I’m listening to NPR again, on Stitcher, of course, and the show is “Freakonomics,” a spinoff from “ Marketplace.” The show begins by discussing the green wisdom: it’s better to buy and eat local produce. This thought has given rise to farmers’ markets across the land. (I have to say that I love Tulsa’s, and my wife and I go every Saturday morning that we can. We buy cheese and corn and squash and… well, you know, right? You probably do the same.)
It turns out, according to academics who have parsed the matter eight ways from Sunday, that local isn’t necessarily better. It does not have much of an impact on greenhouse gases whether our food comes from down the road or across the nation. Santa Barbara County is a place in the top 1% of agriculture that is famous for “eating local,” both in restaurants and from the farmers’ market. But that “local” reputation is a myth, and only about 5% of food produced in Santa Barbara County is consumed in Santa Barbara County.

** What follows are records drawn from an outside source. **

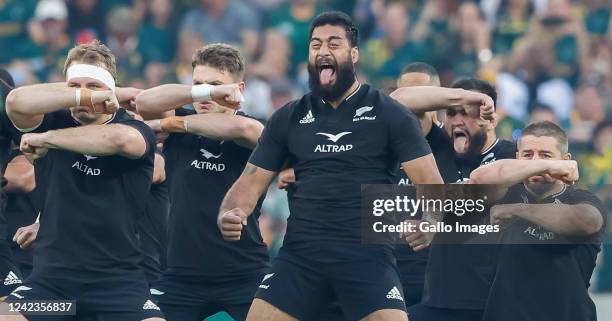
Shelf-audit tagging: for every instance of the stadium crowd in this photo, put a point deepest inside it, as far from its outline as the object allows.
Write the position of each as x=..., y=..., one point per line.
x=548, y=59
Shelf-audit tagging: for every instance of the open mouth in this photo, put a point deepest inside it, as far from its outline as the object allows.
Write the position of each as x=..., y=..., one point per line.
x=460, y=141
x=327, y=73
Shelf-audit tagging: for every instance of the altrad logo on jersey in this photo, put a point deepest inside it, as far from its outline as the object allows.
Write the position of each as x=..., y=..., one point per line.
x=359, y=113
x=333, y=148
x=82, y=167
x=205, y=165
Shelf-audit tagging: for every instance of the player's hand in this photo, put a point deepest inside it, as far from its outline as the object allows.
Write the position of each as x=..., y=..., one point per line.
x=479, y=105
x=126, y=96
x=227, y=95
x=564, y=170
x=418, y=240
x=230, y=224
x=104, y=102
x=33, y=146
x=286, y=178
x=26, y=235
x=502, y=214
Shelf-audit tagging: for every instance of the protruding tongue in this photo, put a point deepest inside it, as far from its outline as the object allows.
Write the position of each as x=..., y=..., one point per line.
x=460, y=144
x=325, y=76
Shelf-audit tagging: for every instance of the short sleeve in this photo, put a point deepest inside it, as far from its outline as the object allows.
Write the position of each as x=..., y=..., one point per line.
x=271, y=150
x=147, y=134
x=585, y=197
x=405, y=135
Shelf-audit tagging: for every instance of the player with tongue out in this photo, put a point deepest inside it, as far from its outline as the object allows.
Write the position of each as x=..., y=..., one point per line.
x=458, y=276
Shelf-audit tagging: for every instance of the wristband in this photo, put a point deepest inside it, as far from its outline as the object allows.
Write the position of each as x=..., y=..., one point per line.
x=85, y=99
x=201, y=92
x=172, y=124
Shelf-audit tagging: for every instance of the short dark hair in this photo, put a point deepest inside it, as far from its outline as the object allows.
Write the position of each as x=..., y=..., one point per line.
x=6, y=83
x=340, y=19
x=548, y=129
x=92, y=53
x=221, y=56
x=479, y=85
x=423, y=68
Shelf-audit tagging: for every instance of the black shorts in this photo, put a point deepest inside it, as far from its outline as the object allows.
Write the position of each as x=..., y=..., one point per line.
x=362, y=279
x=422, y=312
x=10, y=274
x=117, y=298
x=193, y=299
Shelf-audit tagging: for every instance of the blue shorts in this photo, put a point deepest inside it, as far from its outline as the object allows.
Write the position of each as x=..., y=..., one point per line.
x=363, y=279
x=193, y=299
x=117, y=298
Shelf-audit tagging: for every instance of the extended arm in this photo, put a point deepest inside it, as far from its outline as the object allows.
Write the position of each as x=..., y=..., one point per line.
x=572, y=220
x=423, y=170
x=27, y=105
x=161, y=101
x=159, y=171
x=241, y=199
x=423, y=99
x=19, y=175
x=243, y=130
x=96, y=140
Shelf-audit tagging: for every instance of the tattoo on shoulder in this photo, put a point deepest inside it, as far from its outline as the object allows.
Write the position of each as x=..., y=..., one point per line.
x=249, y=169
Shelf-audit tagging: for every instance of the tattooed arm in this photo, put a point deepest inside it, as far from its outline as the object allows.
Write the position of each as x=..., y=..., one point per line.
x=241, y=199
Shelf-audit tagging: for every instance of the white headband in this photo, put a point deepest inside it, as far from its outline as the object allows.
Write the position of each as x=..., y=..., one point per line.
x=91, y=71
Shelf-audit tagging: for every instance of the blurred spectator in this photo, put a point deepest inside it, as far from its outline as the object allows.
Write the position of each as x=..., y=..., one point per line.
x=293, y=20
x=542, y=112
x=14, y=17
x=85, y=19
x=597, y=19
x=511, y=23
x=157, y=36
x=556, y=46
x=51, y=42
x=228, y=21
x=273, y=62
x=434, y=32
x=382, y=59
x=123, y=41
x=471, y=43
x=188, y=43
x=588, y=111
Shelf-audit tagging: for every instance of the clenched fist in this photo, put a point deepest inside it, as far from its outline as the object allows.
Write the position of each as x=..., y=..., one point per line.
x=33, y=146
x=227, y=95
x=230, y=224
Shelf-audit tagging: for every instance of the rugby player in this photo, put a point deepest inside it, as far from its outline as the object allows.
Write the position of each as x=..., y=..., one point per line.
x=552, y=226
x=93, y=167
x=458, y=277
x=205, y=152
x=340, y=135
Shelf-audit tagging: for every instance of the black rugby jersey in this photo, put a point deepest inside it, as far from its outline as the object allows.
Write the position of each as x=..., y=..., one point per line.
x=541, y=275
x=333, y=152
x=89, y=206
x=200, y=171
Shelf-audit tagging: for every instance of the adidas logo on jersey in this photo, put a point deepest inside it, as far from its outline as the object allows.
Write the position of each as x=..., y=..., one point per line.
x=20, y=288
x=308, y=118
x=149, y=305
x=395, y=294
x=12, y=278
x=362, y=110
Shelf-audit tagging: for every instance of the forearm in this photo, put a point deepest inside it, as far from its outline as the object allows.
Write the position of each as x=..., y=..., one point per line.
x=97, y=140
x=40, y=99
x=247, y=190
x=421, y=99
x=564, y=219
x=154, y=102
x=216, y=126
x=507, y=172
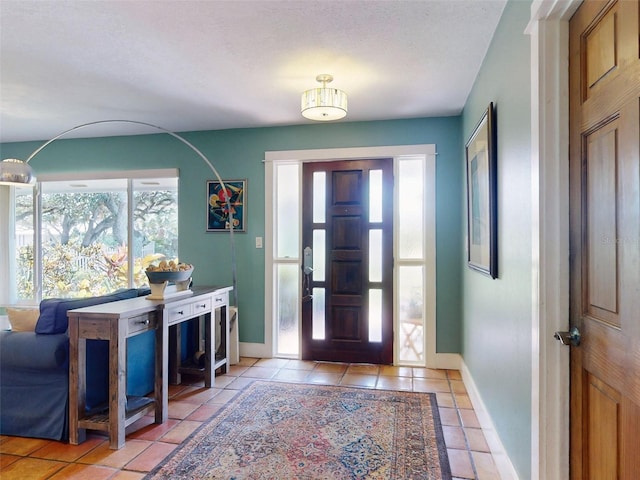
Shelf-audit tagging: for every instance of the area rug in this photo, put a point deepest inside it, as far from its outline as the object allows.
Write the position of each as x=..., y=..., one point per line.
x=273, y=430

It doesn’t matter, of course — my wife and I will still go to our farmers’ market and you will, too — but Adam Smith’s invisible hand is visible everywhere. Food gets to where it needs to be at the price that’s appropriate. When I was a kid and stayed with my grandmother in Manhattan (not Kansas, although there’s not a thing wrong with that Manhattan), it was said that the city got the best of everything — best beef, best produce and so forth. (New Jersey is still the Garden State, and it got that moniker because, before refrigerated railcars and trucks, it used to supply New York City with its veggies.) Why? Because it was the biggest city in the United States and demand was strong. In marketing, cash is king, and there was more money to be made by selling to New York City than anywhere else.
I thought of that because I got an Internet rant from someone about GM making cars in and for China. Of course! There’s Adam’s hand again, at work. China is where car buyers are, lots of car buyers. Good for GM. Good for Adam Smith. (And, even so, that local corn-on-the-cob was doggone good.)
Have a great week and buy local, or from anywhere your heart desires. This is a global economy, or it will be when Europe gets together on fiscal rules. As Mr. Buffett says, at the moment it’s half way there with currency, but the game won’t work forever until Europe has a sound cooperative fiscal policy.